Nel Veneto che innova: l’ipotesi della produttività inclusiva dell’Ocse

Nel Veneto che innova: l’ipotesi della produttività inclusiva dell’Ocse

Un passaggio a Nord-Est può dare energia. Il Veneto innova. I suoi imprenditori sviluppano una loro cultura dell’innovazione. Diversa da quella degli americani, dei tedeschi, capace di generare valore e risultati. Con aziende piccole sulla scala globale, ma grandi sulla scala della qualità. Una ricerca dell’Ocse può servire alla consapevolezza dell’ecosistema dell’innovazione veneto e, generalizzando, italiano.

L’Ocse ha proposto uno studio empiricamente robusto sulla relazione tra politiche di inclusione e miglioramento della produttività (The Productivity-Inclusiveness Nexus).

In pratica contesta l’approccio concentrato sui poli dell’innovazione come separati dal resto del mondo. Propone che l’innovazione può generare davvero un miglioramento della produttività solo in presenza di politiche orientate all’inclusione anche di territori e strati sociali meno naturalmente attivi e protagonisti dell’innovazione.
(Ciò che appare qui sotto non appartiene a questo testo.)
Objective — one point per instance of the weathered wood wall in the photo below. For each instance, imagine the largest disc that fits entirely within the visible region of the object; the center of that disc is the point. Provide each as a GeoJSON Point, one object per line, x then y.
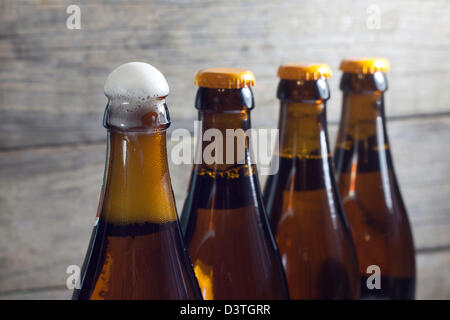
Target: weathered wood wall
{"type": "Point", "coordinates": [51, 106]}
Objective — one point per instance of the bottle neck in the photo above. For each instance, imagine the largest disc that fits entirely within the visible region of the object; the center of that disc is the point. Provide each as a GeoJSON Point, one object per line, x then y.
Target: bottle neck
{"type": "Point", "coordinates": [302, 128]}
{"type": "Point", "coordinates": [224, 143]}
{"type": "Point", "coordinates": [137, 186]}
{"type": "Point", "coordinates": [362, 134]}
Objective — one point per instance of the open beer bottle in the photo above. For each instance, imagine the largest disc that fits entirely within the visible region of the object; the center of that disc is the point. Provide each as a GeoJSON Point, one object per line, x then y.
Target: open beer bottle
{"type": "Point", "coordinates": [368, 186]}
{"type": "Point", "coordinates": [302, 199]}
{"type": "Point", "coordinates": [136, 249]}
{"type": "Point", "coordinates": [224, 222]}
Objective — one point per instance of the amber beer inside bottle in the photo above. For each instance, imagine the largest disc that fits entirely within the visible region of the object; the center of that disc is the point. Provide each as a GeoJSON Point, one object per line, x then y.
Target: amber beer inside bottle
{"type": "Point", "coordinates": [302, 199]}
{"type": "Point", "coordinates": [136, 249]}
{"type": "Point", "coordinates": [368, 186]}
{"type": "Point", "coordinates": [224, 223]}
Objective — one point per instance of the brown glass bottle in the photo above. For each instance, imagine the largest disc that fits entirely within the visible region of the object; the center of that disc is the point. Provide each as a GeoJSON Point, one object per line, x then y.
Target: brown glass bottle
{"type": "Point", "coordinates": [224, 222]}
{"type": "Point", "coordinates": [302, 200]}
{"type": "Point", "coordinates": [367, 183]}
{"type": "Point", "coordinates": [136, 249]}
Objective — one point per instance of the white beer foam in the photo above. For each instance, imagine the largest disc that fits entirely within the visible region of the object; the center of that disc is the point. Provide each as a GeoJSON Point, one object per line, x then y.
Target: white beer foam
{"type": "Point", "coordinates": [136, 81]}
{"type": "Point", "coordinates": [134, 90]}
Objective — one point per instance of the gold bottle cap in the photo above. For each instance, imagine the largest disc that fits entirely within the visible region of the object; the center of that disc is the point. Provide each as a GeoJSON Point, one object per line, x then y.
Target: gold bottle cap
{"type": "Point", "coordinates": [364, 65]}
{"type": "Point", "coordinates": [225, 78]}
{"type": "Point", "coordinates": [304, 71]}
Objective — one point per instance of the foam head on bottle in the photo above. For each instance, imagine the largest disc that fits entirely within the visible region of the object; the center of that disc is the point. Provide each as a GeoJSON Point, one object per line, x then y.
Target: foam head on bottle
{"type": "Point", "coordinates": [136, 93]}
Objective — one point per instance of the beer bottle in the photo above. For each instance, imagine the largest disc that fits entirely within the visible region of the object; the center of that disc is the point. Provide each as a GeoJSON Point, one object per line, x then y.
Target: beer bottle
{"type": "Point", "coordinates": [224, 222]}
{"type": "Point", "coordinates": [368, 186]}
{"type": "Point", "coordinates": [136, 249]}
{"type": "Point", "coordinates": [301, 199]}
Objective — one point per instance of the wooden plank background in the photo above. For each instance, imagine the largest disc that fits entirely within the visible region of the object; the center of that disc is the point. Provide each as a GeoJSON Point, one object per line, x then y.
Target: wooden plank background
{"type": "Point", "coordinates": [51, 105]}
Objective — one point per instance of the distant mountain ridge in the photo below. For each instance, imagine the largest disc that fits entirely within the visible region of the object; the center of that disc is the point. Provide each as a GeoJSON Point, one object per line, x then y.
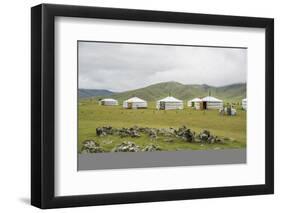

Tra l’altro, la connessione tra chi vince con la trasformazione e chi può essere incluso nel miglioramento è in effetti l’unica strada per evitare che la somma dei perdenti superi quella dei vincenti: e di conseguenza per evitare che l’alleanza dei perdenti (ex privilegiati ed esclusi tradizionali) diventi maggioritaria per interdire ai vincenti la traiettoria che li stacca sempre di più dal resto della società.

In questo senso, una buona maturazione meritocratica del sistema va insieme con una consapevole politica inclusiva. Libertà, uguaglianza e fratellanza, in fondo, da molto tempo sono connesse.

Il Veneto, queste cose, le sa. A modo suo.